The demise of the little-leaf linden

Jul 18, 2014 14:57

Once again, we have zero trees in our parkway.

This just happened within the past 15-20 minutes. I've been home about an hour, had a little lunch, then wanted to go out and check the progress of the garden. (The cherry tomatoes are coming along deliciously.) However, between lunch and garden exploring I heard large trucks in the area, and a peek outside showed two city trucks lumbering down the street. Uh-oh. This does not bode well. I went and got a picture of the linden, then went in the backyard. It was after I'd come back upstairs and was checking on the bird* that the trucks came back to our area.

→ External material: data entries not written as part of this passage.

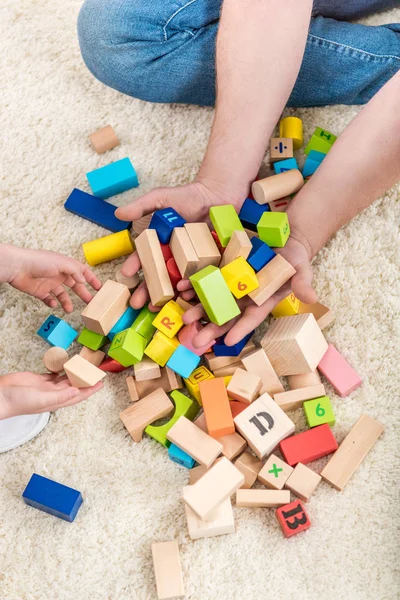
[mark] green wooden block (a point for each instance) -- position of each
(143, 324)
(273, 229)
(225, 221)
(214, 294)
(319, 411)
(92, 340)
(184, 406)
(127, 347)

Once was a dump truck, the other...hmm...a back hoe? A digger of some sort? There was a large scooper on the front and a smaller scooper on the back (I'm sure those are technical terms). I was there to witness the guy from the dump truck take a tiny chainsaw and slice through the trunk just below the branches, then give it another swipe to take of the top, leafless branches. They then attached some sort of chain to the remainder of the trunk, with the other half attached to the smaller scoop, and simply pulled it out of the ground. The skinny trunk joined its other deceased brethren in the back of the dump truck; there looked to be four in all. Poor little trees. We now have a hole in the lawn there, but a third guy came along and plopped a construction horse inside so people at least have a warning that there's a hole. Wonder what my parents will think when they get home. Also, wonder how soon we'll get the other tree. I hope it's soon. I don't like having a blank space out there...AGAIN.

*When I opened Kirby's cage upon coming home, I knocked her ladder off its normal rungs, and it was sort of askew resting on her open door. When I came back upstairs, I discovered the ladder hanging off the door. Hmm. I don't know if she'd tried to climb it and it fell, or if she moved on the door and that was enough to jar it. Amusing, whichever way you look at it.